Regard all parties as both producers and consumers of data - this data about how users behave returned to repositories (at present, museums don't collect this sort of data, and are poorer for it).
Challenge: How to hook CIDOC CRM data model with tag clouds, (e.g. from Flickr) and create an "authority list".
Pipeline: discovery -> composition -> visualization services.
Example: Mashup toolkit: take available sources; visual rendition of composition (functional program?) get more information -- see Imperial College Internet Centre web site - http://www.internetcentre.ic.ac.uk/web_lab.php ("data mashing", to be published soon?)
Service sources of stuff for this are already on the net: Blogging, geocoding, Del.icio.us, Flickr, etc.

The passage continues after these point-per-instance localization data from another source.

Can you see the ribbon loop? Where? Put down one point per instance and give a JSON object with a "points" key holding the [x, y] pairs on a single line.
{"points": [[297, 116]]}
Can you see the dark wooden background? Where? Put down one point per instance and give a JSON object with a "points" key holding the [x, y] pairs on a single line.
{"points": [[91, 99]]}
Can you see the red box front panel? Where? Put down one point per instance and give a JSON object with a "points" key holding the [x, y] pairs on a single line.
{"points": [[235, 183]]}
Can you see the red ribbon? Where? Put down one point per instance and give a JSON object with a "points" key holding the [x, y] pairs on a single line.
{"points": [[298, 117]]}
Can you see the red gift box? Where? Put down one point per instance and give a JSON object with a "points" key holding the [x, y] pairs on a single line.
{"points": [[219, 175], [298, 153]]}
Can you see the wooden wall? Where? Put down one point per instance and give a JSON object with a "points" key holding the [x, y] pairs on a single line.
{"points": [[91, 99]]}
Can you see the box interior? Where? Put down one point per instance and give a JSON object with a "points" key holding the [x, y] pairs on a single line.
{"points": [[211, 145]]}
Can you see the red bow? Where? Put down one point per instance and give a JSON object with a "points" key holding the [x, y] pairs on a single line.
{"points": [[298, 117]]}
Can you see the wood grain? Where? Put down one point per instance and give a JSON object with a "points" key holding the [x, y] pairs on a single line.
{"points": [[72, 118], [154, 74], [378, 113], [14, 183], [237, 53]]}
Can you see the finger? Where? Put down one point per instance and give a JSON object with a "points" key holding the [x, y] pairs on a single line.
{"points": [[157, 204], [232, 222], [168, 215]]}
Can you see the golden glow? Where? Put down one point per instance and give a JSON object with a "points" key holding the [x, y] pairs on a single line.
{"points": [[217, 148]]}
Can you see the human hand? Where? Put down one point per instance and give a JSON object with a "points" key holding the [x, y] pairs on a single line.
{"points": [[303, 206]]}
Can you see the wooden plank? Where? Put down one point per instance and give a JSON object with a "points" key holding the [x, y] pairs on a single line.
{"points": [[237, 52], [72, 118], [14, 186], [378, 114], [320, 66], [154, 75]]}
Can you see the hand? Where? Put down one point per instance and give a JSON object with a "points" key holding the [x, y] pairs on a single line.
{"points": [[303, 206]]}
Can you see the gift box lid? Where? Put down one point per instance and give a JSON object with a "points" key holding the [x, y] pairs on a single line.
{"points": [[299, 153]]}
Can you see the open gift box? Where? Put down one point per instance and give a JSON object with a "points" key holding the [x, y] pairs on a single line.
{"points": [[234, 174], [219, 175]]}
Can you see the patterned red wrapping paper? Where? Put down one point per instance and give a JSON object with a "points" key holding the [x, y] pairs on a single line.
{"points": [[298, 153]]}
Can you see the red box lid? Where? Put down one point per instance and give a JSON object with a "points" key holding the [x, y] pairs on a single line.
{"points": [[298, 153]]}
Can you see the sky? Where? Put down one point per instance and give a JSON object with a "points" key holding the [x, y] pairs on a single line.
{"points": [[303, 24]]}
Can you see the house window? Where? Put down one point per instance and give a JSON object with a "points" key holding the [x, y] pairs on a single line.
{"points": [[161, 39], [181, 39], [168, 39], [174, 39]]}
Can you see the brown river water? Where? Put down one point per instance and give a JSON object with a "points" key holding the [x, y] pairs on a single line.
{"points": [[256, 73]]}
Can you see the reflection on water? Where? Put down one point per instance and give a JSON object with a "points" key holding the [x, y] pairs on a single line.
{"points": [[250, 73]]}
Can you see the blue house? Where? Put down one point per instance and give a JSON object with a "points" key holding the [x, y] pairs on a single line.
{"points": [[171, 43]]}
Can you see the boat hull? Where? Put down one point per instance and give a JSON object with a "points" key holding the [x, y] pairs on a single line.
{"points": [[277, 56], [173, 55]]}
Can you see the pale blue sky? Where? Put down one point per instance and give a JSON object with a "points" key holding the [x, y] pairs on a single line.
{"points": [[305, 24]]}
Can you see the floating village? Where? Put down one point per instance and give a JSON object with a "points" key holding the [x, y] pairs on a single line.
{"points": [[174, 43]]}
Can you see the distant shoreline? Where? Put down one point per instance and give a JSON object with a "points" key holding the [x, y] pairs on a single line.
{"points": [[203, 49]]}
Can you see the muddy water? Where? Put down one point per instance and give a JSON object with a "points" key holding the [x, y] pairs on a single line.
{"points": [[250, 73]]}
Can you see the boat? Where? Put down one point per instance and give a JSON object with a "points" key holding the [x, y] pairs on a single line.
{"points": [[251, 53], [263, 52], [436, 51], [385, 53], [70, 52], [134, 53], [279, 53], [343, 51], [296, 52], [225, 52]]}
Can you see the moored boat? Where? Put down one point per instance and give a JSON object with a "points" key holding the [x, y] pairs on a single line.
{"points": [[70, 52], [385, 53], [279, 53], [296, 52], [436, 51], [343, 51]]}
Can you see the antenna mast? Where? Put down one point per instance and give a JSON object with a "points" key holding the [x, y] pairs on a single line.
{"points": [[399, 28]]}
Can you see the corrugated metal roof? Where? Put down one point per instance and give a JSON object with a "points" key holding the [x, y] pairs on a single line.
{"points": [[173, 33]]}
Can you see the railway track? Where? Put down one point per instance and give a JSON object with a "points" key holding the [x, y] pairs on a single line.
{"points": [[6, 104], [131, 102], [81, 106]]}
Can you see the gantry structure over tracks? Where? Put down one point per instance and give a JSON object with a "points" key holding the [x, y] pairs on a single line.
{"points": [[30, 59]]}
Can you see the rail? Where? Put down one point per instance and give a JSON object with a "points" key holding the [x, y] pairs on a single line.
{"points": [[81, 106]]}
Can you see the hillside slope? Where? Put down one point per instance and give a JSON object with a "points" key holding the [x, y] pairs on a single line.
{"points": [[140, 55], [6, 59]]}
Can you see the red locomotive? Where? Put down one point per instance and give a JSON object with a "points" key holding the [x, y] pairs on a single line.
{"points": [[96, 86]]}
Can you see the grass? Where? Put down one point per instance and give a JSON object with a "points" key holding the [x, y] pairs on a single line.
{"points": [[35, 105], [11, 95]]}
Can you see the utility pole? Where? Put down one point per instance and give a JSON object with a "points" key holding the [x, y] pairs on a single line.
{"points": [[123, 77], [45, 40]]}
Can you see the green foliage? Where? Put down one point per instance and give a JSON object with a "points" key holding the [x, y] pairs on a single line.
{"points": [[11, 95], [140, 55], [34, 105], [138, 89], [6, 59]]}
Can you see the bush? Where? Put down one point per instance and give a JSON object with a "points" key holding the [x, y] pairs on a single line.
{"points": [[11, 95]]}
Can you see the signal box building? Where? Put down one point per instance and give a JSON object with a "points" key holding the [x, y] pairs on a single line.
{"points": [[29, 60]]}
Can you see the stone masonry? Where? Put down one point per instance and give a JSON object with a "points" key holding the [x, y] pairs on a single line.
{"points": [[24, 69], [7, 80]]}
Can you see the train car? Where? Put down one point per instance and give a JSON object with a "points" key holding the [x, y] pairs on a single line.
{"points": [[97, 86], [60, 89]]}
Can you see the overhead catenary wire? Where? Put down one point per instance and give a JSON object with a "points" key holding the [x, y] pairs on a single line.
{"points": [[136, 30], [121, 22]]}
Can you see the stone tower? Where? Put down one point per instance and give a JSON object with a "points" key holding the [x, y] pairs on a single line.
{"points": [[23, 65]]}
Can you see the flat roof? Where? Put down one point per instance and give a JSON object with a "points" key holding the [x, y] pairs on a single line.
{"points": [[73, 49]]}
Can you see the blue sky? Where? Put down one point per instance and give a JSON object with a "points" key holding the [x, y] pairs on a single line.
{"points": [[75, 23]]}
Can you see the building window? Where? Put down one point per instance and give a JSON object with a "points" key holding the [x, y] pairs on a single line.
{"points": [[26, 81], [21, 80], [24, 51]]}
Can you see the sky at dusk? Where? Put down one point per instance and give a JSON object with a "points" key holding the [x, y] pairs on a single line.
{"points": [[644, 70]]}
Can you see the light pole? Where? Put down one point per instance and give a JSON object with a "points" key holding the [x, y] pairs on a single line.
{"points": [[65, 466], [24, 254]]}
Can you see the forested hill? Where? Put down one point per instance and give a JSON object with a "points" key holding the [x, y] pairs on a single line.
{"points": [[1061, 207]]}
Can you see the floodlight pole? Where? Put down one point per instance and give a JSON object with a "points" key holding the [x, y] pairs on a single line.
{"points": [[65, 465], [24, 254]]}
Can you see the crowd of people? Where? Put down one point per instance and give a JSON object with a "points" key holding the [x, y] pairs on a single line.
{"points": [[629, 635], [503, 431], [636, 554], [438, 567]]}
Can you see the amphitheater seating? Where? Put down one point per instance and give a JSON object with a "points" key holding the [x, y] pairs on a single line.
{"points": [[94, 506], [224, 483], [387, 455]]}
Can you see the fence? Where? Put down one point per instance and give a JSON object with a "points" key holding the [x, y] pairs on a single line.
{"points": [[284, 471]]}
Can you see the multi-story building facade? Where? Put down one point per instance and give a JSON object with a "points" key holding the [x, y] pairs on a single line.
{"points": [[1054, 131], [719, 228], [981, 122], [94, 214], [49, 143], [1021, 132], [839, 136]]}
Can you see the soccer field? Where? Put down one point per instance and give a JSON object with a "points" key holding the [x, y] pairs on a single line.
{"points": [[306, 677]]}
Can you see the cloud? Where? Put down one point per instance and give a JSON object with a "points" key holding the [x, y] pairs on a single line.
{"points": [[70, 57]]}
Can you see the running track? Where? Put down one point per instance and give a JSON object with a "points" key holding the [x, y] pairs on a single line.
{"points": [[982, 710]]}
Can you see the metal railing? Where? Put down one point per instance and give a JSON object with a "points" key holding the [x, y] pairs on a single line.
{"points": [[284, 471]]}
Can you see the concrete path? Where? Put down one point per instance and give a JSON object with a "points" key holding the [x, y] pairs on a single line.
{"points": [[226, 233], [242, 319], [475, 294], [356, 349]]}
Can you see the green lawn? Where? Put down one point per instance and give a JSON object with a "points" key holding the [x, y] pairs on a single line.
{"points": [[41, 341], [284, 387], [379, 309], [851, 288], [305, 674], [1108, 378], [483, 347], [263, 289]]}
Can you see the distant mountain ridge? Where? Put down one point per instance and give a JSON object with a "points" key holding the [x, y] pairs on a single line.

E.g. visual rendition of time, place and event data for NYC into Google Maps (Presently using Eclipse, later will use Flex (http://en.wikipedia.org/wiki/Adobe_Flex?), which is rather easier to program and use.
How?
- Flatten hierarchy of suppliers and users. All users are equal; no distinction between curator/user
- Move services to Internet space
- Enable users to discover and compose services
- Eliminate institutions barriers (e.g. passwords) to use of data
- Turn CIDOC-CRM from a data model into a service (We hope Martin will do it for CLAROS)
Then could publish a curation event as a service composition, and hook it to data mining services.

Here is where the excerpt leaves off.